Detailed descriptions of the PLCO Trial have been previously reported (20, 21). In brief, between 1993 and 2001, approximately 155,000 subjects in ten cities (Birmingham, AL; Denver, CO; Detroit, MI; Honolulu, HI; Marshfield, WI; Minneapolis, MN; Pittsburgh, PA; Salt Lake City, UT; St Louis, MO; and Washington, DC) aged 55–74 were recruited from the general population and randomized to the screening or non-screening arm of the study. All screening-arm subjects provided nonfasting baseline blood samples that were processed and frozen within two hours of collection, and stored at −70°C. Individuals were followed up for all cancer diagnoses by annual mailed questionnaire, in addition to the Trial disease outcomes by annual screening examinations during the first six years of follow-up. All cancer diagnoses were pathologically confirmed through medical record abstraction. The institutional review boards of the US National Cancer Institute and the ten study centers approved the trial, and all participants provided written informed consent.

After follow-up through January 31, 2006, 297 cases of NHL (ICD-O-2-M 9590–9595, 9670–9677, 9680–9688, 9690–9698, 9700–9717, 9823, 9827) were identified from 54,829 eligible screening-arm participants (eligibility criteria: signed informed consent, no history of cancer at enrollment, two or more unthawed serum vials available, did not develop cancer or exit the cohort within the first year of follow-up). Controls were individually matched to cases on a one:one ratio on the basis of age at baseline (five-year categories), sex, race, PLCO center, and date of baseline blood draw (three-month categories) from among subjects who had not been diagnosed with any type of malignancy except non-melanoma skin cancer at the time of the case diagnosis date.

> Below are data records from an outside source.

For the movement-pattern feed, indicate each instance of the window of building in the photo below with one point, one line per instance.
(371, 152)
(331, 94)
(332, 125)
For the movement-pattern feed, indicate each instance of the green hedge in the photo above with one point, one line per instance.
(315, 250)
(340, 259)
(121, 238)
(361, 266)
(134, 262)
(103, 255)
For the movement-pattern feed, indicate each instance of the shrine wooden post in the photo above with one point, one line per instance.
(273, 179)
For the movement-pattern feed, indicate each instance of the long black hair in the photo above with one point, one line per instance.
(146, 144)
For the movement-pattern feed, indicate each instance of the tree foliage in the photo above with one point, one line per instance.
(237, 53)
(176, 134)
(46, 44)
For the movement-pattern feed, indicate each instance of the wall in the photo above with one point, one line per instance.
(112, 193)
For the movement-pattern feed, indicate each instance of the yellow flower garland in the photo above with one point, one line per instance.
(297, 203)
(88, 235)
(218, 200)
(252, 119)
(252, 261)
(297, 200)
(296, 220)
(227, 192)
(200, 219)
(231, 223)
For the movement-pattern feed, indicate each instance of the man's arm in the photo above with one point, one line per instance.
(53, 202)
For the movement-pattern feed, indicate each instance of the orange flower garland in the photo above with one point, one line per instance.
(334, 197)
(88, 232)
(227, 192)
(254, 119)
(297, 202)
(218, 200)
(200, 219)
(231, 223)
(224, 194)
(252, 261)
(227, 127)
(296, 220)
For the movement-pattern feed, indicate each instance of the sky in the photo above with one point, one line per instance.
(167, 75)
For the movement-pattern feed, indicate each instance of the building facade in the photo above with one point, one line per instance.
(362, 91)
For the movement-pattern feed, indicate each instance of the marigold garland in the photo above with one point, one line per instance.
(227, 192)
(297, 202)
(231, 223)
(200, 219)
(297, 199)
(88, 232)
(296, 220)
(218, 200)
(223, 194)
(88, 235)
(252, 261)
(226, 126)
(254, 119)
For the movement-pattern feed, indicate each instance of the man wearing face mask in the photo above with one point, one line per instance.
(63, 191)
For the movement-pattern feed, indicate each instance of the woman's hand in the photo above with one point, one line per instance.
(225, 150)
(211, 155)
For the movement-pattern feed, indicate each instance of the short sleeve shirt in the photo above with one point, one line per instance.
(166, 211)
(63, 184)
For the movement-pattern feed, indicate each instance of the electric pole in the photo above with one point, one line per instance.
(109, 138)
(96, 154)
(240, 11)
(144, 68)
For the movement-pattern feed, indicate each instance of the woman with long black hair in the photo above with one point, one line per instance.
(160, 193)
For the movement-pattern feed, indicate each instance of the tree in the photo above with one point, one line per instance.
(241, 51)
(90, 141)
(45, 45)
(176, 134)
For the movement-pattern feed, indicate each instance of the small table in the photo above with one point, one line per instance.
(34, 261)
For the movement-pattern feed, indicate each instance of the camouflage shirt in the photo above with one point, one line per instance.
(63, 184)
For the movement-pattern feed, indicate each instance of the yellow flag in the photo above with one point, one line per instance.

Multiplex assays for use on a Luminex multianalyte profiling (xMAP) system (Luminex Corp., Austin, TX) were used to measure several analytes. The xMAP system is a liquid array system that utilizes bead-bound analyte-specific reporter molecules to permit the simultaneous quantitative analysis of up to 100 different analytes in a single microtiter well. The specific multiplex array system used in these analyses was the Bio-Rad Bio-Plex 200 (Hercules, CA). Analytes measured using the Bio-Plex 200 system included the following: IL-4, IL-6, IL-10 and TNF-α, measured in duplicate (34 subjects per batch) using a 4-plex high-sensitivity kit (Millipore, Billerica, MA); sTNF-R1 and sTNF-R2, measured in duplicate (36 subjects per batch) using a 2-plex kit (Invitrogen/BioSource, Carlsbad, CA); and CRP, measured singly (72 subjects per batch) using a single-plex kit (Invitrogen/BioSource, Carlsbad, CA). Serum sCD27 was measured in duplicate (36 subjects per batch) by enzyme-linked immunosorbent assay (Bender Medsystems, Burlingame, CA). Values below assay limits of detection (LOD) were imputed using a parametric model-based estimation procedure (22). Using measurements among controls for a target analyte, we used maximum likelihood methods to estimate parameters for the log-normal distribution. For each measurement < LOD, we randomly sampled a value from the appropriate log-normal distribution as the imputed value. Samples from matched case-control sets were assayed consecutively within the same batch.

Masked replicate samples (N=72) were interspersed within and across assay batches to assess quality control. Intraclass correlation coefficients (intra-batch/inter-batch) were 0.98/0.93 for IL-4, 0.97/0.94 for IL-6, 0.96/0.79 for IL-10, 0.96/0.85 for TNF- α, 0.95/0.93 for sTNF-R1, 0.94/0.87 for sTNF-R2, and 0.96/0.93 for sCD27. Coefficients of variation (intra-batch/inter-batch) were 8.0%/26.4% for IL-4, 5.5%/27.5% for IL-6, 14.0%/38.3% for IL-10, 5.6%/31.0% for TNF-α, 3.5%/8.9% for sTNF-R1, 2.8%/11.8% for sTNF-R2, and 6.3%/19.8% for sCD27. For CRP, measurements from blinded quality control replicates suggested possible problems with one of the assay batches. We present results with this batch excluded [resulting sample size: 261 cases, 261 controls; coefficients of variation (intra-batch/inter-batch) 11.9%/40.3%; intraclass correlation coefficients 0.95/0.89], although our findings for the total data set of 297 cases and 297 controls were virtually identical (results not shown).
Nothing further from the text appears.